Es braucht „etwas wie Suchbewegungen“, um in der unscharfen Welt noch irgendeine Verortung des Flüchtig-Diffusen erhaschen zu können. Hinter dem Sichtbaren, das verwischt und sich auflöst, steht das eigentlich Unsichtbare, das Unergründliche: das Ich in all seiner Unerforschbarkeit. Was weiß es von der Welt? Es hat nur sich; alles spiegelt sich in einem – auf der Oberfläche und den Abgründen des eigenen Selbst.

sofern es mich hier gab, in diesem Raum voll Schäumen

war ich ein Badewahn vor weißer Kachelwand

und meinem Spiegelbild. es schien mir unbekannt.

ein heller Widerstand in unsichtbaren Träumen.

„damals wollte ich noch / eine Wolke werden“: Wolken sind immer schon ein Motiv in Marion Poschmanns Dichtung. Es wird versucht, eine sinnliche Nähe herzustellen. Im Text „unter Wolken“ heißt es: „sie waren hier beinahe tastbar, ein dunkler Extrakt, / (…) sie streiften uns fast in diesem Flieder-, / in diesem Lavendellicht (…) wattig und tintentriefend glitten sie über die / Rhythmen der Straßenbeleuchtung hinweg“. Dabei werden die „unerreichbare Bläue, Bläulichkeit, winzige Reservate romantischer /Sehnsucht“. Das lyrische ich fragt sich: „war ich nicht ein Destillat dieser /Abendluft?“

Marion Poschmann steht für Gedichte, die sich spielerisch mit alten Versformen beschäftigen.
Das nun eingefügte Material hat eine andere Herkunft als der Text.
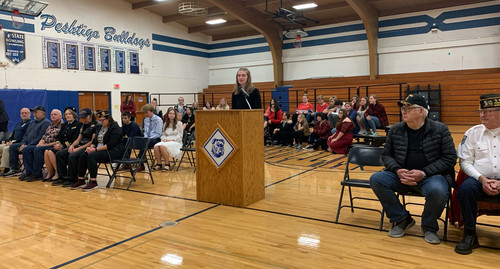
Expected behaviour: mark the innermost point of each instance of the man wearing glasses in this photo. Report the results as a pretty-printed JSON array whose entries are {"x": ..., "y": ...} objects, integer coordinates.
[
  {"x": 419, "y": 156},
  {"x": 480, "y": 159}
]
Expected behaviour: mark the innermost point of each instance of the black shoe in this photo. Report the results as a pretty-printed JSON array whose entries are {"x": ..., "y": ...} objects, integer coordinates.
[
  {"x": 34, "y": 178},
  {"x": 24, "y": 177},
  {"x": 468, "y": 243},
  {"x": 57, "y": 182},
  {"x": 68, "y": 183}
]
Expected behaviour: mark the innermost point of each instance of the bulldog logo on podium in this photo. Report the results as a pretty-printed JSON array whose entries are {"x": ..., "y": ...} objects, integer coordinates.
[{"x": 218, "y": 147}]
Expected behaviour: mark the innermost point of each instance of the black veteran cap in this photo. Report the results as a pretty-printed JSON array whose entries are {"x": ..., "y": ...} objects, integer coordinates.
[
  {"x": 489, "y": 100},
  {"x": 414, "y": 99}
]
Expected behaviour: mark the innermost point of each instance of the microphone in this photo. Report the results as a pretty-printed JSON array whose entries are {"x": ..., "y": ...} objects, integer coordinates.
[{"x": 244, "y": 92}]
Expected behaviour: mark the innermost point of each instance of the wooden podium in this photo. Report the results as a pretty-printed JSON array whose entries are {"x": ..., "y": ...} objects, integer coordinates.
[{"x": 230, "y": 156}]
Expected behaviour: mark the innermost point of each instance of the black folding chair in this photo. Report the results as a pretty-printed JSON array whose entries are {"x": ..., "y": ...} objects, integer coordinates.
[
  {"x": 188, "y": 150},
  {"x": 139, "y": 145},
  {"x": 362, "y": 156}
]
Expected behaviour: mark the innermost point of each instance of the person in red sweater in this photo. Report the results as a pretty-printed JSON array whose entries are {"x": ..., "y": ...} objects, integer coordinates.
[
  {"x": 322, "y": 130},
  {"x": 275, "y": 117},
  {"x": 375, "y": 116},
  {"x": 128, "y": 105}
]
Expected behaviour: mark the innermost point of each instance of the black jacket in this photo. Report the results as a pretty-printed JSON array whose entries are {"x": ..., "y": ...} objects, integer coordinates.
[
  {"x": 439, "y": 149},
  {"x": 112, "y": 138}
]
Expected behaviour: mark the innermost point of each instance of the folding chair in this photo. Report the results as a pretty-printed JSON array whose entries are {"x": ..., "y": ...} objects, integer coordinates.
[
  {"x": 188, "y": 150},
  {"x": 362, "y": 156},
  {"x": 139, "y": 144}
]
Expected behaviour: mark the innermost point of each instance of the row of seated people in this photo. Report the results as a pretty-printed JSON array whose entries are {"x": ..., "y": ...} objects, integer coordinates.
[
  {"x": 70, "y": 149},
  {"x": 334, "y": 125}
]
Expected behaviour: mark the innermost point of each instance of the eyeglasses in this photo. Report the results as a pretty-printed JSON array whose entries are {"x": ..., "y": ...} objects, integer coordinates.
[
  {"x": 407, "y": 109},
  {"x": 486, "y": 111}
]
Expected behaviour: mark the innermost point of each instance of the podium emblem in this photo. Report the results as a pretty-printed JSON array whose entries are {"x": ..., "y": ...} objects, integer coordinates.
[{"x": 219, "y": 148}]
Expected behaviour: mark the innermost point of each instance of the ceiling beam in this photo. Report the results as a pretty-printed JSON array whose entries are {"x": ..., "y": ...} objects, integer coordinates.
[
  {"x": 256, "y": 20},
  {"x": 212, "y": 11},
  {"x": 208, "y": 27},
  {"x": 369, "y": 16},
  {"x": 148, "y": 3}
]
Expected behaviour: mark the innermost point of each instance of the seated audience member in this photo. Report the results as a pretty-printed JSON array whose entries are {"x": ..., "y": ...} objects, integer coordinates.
[
  {"x": 15, "y": 137},
  {"x": 305, "y": 108},
  {"x": 67, "y": 135},
  {"x": 157, "y": 110},
  {"x": 180, "y": 107},
  {"x": 36, "y": 129},
  {"x": 188, "y": 125},
  {"x": 301, "y": 131},
  {"x": 130, "y": 128},
  {"x": 478, "y": 159},
  {"x": 105, "y": 147},
  {"x": 178, "y": 114},
  {"x": 33, "y": 154},
  {"x": 283, "y": 133},
  {"x": 222, "y": 104},
  {"x": 320, "y": 106},
  {"x": 355, "y": 102},
  {"x": 268, "y": 110},
  {"x": 340, "y": 141},
  {"x": 333, "y": 116},
  {"x": 68, "y": 157},
  {"x": 171, "y": 141},
  {"x": 275, "y": 118},
  {"x": 351, "y": 114},
  {"x": 375, "y": 116},
  {"x": 363, "y": 106},
  {"x": 320, "y": 134},
  {"x": 419, "y": 156},
  {"x": 208, "y": 106}
]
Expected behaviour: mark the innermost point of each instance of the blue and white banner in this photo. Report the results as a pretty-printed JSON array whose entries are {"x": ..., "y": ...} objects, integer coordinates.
[{"x": 15, "y": 47}]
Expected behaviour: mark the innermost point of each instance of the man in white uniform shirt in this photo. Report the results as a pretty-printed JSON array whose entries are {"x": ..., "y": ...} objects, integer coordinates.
[{"x": 479, "y": 154}]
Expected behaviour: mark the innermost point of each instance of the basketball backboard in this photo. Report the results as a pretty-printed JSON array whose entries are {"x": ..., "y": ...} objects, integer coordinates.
[{"x": 25, "y": 7}]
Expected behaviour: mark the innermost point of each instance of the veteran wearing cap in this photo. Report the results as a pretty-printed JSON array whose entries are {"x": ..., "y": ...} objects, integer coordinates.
[
  {"x": 68, "y": 156},
  {"x": 479, "y": 154},
  {"x": 33, "y": 134},
  {"x": 419, "y": 155}
]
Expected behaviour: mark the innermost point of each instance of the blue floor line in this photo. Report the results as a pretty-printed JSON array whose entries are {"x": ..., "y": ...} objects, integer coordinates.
[{"x": 128, "y": 239}]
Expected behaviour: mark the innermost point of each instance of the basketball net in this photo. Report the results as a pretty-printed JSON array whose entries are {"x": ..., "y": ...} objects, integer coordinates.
[
  {"x": 17, "y": 19},
  {"x": 298, "y": 42}
]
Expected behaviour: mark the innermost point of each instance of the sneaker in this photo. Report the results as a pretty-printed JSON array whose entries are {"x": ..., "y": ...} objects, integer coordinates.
[
  {"x": 91, "y": 185},
  {"x": 34, "y": 178},
  {"x": 399, "y": 229},
  {"x": 68, "y": 183},
  {"x": 78, "y": 184},
  {"x": 4, "y": 171},
  {"x": 468, "y": 243},
  {"x": 57, "y": 182},
  {"x": 24, "y": 176},
  {"x": 431, "y": 237},
  {"x": 12, "y": 172}
]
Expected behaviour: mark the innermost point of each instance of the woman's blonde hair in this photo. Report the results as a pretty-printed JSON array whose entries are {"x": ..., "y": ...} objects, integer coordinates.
[{"x": 248, "y": 86}]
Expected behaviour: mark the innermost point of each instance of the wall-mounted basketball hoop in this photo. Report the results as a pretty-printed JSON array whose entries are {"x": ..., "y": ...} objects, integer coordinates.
[
  {"x": 17, "y": 19},
  {"x": 298, "y": 34}
]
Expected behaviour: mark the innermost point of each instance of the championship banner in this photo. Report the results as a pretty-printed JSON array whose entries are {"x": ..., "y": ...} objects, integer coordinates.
[{"x": 15, "y": 47}]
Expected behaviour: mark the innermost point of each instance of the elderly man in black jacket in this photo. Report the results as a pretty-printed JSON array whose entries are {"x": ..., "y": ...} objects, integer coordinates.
[{"x": 419, "y": 155}]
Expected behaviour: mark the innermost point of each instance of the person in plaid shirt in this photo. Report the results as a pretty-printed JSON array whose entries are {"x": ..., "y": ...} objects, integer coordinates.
[{"x": 33, "y": 155}]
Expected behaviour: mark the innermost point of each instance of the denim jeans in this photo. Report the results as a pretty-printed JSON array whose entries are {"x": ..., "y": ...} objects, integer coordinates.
[
  {"x": 434, "y": 189},
  {"x": 373, "y": 123}
]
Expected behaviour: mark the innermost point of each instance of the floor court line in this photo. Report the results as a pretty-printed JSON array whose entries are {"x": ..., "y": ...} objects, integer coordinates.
[{"x": 129, "y": 239}]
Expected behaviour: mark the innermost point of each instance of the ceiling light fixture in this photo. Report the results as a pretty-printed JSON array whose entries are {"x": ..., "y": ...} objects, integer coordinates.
[
  {"x": 216, "y": 21},
  {"x": 305, "y": 6}
]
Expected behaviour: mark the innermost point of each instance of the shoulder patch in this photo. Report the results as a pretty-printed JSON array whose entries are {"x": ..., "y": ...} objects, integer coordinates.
[{"x": 463, "y": 140}]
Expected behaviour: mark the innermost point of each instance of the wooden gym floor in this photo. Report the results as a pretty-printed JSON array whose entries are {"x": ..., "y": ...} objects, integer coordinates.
[{"x": 293, "y": 227}]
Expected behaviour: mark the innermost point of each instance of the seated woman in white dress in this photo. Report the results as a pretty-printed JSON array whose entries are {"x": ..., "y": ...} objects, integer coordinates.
[{"x": 171, "y": 141}]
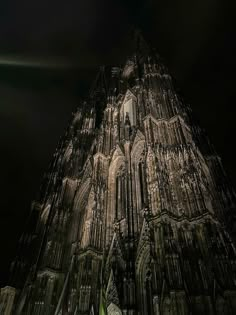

Schon in ihrem Gedichtband Grund zu Schafen und in ihren Badeoden befasste sie sich ausgiebig mit antiken Odenstrophen. Hinzu kommen in ihrem neuen Band nun Alexandriner. Bereits im zweiten Kapitel „Störbilder“ formiert sich etwas, kündigt sich rein formal schon als Fast-Sonett an, teils nach shakespeareschem Muster. Der vorwiegende Teil des nachfolgenden Kapitels Spieglungen besteht allerdings aus Oden: die Gedichte sind immer 4 alkäische oder asklepiadeische Odenstrophen mit einer an vorletzter Stelle eingeschobenen sapphischen Strophe.

nebelbeinig, hatten wir Schuhe, Straßen

hinter uns gelassen, verloren weiter

Körperteile, ließen Konturen fahren,

die wir sonst waren –

Poschmanns Gedichte sind seit jeher sehr metrikaffin; es sind Texte für Liebhaber, die sich nicht nur für antike Oden begeistern. Ihre Dichtungen, denen Versmaß zugrunde liegt, umfassen dennoch allenfalls ein Fünftel des gesamten Buches. Der überwiegende Teil des Buches sind Gedichte in freier Form. Nur im letzten Kapitel finden sich noch zwei Sonett(versuch)e an, von denen der eine fast wie zufällig in der perfekten, virtuos geglückten Form des Alexandriners stehenblieb. Hier wirkt das Vage in strenger Form gebündelt.

Dabei rückt das Alltägliche niemals aus dem Blick. In den Gedichten finden sich Kühlschranktür, Verkehrszeichen, Ampelsignale, „Autobahnabhang“ und „Supermarkt-Kühlregal“ neben „lichtempfindliche[n] Wäldern[n]“; im Alltagsjargon hütet das lyrische Ich die „Kippen und Stiele von Speiseeis“, werden „elektrifizierte Reliquien“ in Unterführungen „umschwirrt von Fliegen und Pißgeruch“, steht Landschaft, die „bis zum Anschlag geraum, bis zum Abwinken offen“ ist.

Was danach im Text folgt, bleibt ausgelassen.